Кажется, что это ерунда, но мы понимаем, что эти уликовые парадигмы, есть какие-то проговорки культуры, которые очень видны. Появление в середине двухтысячных годов растяжек с какой-то абсолютно советской эстетикой. Это началось с разговорами о 9 мая, это святое дело, понятно, но вдруг вернулась вся советская эстетика, которая была связана с этими событиями. Вот здесь, наверное, должно ощущаться, что происходил какой-то внутренний поворот от идеи развития открытого и так далее к такой ностальгии и возвращению к этому пространству, в том числе эстетическому.

Дзядко: Источники обратного поворота вы видите в чем? Где их нужно искать? Обратного поворота я имею в виду обратного поворота в сторону светлого будущего. Какое-то время вы как будто бы искали эти источники поворота в политике и стали ей в каком-то смысле заниматься. Сейчас, насколько я понимаю, для вас это уже пройденный этап.

Прохорова: Может быть, временно пройденный этап, не знаю. Наша страна непредсказуема, и судьбы наши непредсказуемы. Вы знаете, я сейчас вижу главную проблему не в тех людях, которые сейчас управляют, понятно, что эти люди настроены на некоторый реванш или консервативный поворот. Насколько у них получится, это тоже вопрос. Мне кажется, что многие вещи произошли в вакууме идей. Многие ценности девальвированы, я имею в виду, вся риторика, связанная с идей демократического продвижения вперед. Возможно, эта импортированная лексика вообще не очень была понятна большому количеству людей. Почему они, наверное, так радостно реагируют на имперские химеры, потому что эта часть идентичности имперская очень мощная, на которой легко играть.

Если нет никаких других поводов для гордости, порадоваться великой империи – это замечательно. Не будем недооценивать мощь культурного наследия. Проблема, я думаю, состоит в интеллектуальном прорыве тех людей, которые понимают, что для нас нет никакого другого пути, как международное сообщество. Вот здесь и встает вопрос, а можем ли мы переформулировать задачи, а можем ли мы найти новый язык для разговора о социальных проблемах, найти ту необходимую социальную метафорику, как угодно, тот проект будущего, который понятен для большинства людей. Я абсолютно уверена, что все-таки большая часть людей совершенно бы не хотела вернуться в реально тоталитарное общество.

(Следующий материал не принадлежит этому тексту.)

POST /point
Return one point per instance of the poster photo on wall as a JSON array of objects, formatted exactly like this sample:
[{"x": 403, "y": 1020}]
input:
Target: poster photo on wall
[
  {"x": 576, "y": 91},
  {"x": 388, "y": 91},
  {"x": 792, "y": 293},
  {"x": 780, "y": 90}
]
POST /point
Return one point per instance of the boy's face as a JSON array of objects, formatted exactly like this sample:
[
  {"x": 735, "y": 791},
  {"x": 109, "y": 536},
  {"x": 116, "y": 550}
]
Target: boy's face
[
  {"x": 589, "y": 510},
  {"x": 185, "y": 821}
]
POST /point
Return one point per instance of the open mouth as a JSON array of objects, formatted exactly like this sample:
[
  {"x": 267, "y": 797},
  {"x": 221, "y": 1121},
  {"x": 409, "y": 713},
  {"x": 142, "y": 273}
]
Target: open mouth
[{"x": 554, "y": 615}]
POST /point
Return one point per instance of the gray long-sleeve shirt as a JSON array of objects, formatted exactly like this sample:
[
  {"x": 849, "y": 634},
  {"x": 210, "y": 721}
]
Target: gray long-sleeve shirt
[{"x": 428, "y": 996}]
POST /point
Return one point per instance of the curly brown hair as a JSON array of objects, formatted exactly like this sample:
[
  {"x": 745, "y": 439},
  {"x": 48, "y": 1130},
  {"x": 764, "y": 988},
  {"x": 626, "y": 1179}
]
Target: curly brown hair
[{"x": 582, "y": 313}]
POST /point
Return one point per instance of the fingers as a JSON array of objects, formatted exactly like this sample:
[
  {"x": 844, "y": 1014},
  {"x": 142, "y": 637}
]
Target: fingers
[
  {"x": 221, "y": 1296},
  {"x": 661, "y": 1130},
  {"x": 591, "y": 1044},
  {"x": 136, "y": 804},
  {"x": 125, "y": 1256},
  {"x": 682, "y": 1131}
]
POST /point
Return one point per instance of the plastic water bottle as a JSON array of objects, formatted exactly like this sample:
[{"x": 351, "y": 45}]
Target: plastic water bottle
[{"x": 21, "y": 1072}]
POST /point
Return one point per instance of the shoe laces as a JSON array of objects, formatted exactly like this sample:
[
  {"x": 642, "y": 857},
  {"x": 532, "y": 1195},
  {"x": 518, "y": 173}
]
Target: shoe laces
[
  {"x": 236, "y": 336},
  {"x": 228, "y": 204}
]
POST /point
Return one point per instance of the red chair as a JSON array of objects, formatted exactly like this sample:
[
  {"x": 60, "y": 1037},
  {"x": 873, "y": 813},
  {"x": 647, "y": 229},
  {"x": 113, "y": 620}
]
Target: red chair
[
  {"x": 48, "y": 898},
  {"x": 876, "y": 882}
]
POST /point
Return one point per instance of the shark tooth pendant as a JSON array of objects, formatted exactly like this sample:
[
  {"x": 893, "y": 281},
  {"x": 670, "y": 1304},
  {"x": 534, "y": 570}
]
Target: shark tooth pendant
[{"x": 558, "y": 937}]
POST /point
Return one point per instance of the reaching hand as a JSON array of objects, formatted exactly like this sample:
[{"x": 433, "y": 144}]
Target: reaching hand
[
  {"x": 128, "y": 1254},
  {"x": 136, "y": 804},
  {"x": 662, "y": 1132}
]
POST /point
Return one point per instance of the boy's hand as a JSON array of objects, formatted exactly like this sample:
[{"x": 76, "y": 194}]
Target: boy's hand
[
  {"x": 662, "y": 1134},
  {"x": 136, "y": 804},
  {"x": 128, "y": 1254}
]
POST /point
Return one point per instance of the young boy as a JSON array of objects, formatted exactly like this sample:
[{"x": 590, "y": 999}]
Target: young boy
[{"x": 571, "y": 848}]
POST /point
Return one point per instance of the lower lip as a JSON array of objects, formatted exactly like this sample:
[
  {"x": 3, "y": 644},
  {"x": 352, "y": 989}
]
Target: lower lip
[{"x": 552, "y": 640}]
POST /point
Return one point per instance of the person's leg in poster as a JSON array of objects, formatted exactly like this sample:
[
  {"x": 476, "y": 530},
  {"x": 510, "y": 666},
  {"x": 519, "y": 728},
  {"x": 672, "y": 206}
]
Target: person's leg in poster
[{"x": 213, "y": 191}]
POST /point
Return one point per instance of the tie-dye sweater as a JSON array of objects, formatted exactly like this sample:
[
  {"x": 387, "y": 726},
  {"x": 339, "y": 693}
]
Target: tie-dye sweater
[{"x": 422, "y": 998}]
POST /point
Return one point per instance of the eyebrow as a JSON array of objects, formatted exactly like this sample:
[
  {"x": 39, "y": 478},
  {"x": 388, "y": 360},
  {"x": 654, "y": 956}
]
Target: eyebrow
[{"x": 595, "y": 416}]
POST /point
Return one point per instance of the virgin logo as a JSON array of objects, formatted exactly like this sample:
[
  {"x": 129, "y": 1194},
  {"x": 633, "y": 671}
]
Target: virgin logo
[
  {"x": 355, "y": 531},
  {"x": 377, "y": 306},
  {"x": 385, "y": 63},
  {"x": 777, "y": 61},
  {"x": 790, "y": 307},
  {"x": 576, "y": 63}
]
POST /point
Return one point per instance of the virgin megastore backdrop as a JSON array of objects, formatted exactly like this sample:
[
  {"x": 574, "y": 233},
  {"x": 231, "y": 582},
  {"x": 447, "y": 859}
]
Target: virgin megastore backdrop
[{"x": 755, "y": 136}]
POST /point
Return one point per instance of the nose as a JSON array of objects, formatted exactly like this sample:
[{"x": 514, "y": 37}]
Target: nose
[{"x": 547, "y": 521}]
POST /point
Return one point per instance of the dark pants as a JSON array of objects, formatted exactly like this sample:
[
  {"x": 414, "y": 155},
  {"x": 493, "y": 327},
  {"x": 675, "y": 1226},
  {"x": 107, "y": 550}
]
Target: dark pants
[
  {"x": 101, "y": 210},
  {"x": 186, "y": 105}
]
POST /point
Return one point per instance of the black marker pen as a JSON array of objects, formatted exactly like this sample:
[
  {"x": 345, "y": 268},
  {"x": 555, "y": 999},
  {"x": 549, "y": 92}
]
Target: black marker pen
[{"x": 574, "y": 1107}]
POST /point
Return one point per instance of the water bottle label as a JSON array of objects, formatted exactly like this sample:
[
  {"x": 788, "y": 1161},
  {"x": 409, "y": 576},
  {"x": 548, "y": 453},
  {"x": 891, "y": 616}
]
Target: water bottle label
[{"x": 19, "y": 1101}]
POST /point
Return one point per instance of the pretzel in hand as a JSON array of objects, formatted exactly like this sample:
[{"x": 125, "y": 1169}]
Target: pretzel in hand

Дзядко: Это имеет какое-то прикладное применение, поиск этого языка, например?

Прохорова: Что вы имеете в виду – прикладное?

Дзядко: Я имею в виду, что когда вы говорите это, имеете в виду, что нужно, опять же в кавычках, не в качестве обиды для кого-то, заранее это скажу, что нужно идти в народ и чем-то подобным заниматься.

Прохорова: Человек по-разному может понимать, что такое ходить в народ. Я бы сказала, что вся эта идея ходить в народ тоже была дискредитирована большевиками. Теория малых дел, а именно системной работы. Во-первых, мы прекрасно понимаем, если вообще мы говорим об идеях демократии, это же не разговоры, это системы институции, это способ, как обществу выстраивать горизонтальные связи и буфер, защищающий его от произвола государства.

Мы знаем, что в любой стране, как только провисает инфраструктура, здесь начинается давление государства на общество. Мы только в начале пути реального выстраивания таких связей, у нас не было такого опыта. Непонятно, откуда он мог быть, потому что вертикаль власти существовала всегда в России, и никакого культурного тренинга, умения консолидации, выстраивания каких-то зон автономной жизни у нас просто не было. Это надо просто научиться и понимать ситуацию.

И второе, хочу заметить, здесь я говорю как издатель, человек, который много занимается историей культуры, историей в том числе. Легко критиковать, и мы можем прекрасно выстроить, что все это порочная модель истории. А есть ли у нас другая модель истории? Может, люди с удовольствием откликнулись бы на другое видение, даже того же нашего прошлого. Если мы говорим о богах и героях, кто эти герои, с нашей точки зрения? Конечно, не Иван Грозный и не Сталин. А кто? Как только вы увидите любые опросы на любом из каналов, тут же возникают одни и те же персонажи – это полководцы, тоталитарные властители, иногда даже душегубы, почти нет реформаторов, людей науки, может, вообще каких-то фигур, которых никогда не рассматривали, как героев той или иной эпохи, потому что оптика наша настроена на имперскую государственную историю.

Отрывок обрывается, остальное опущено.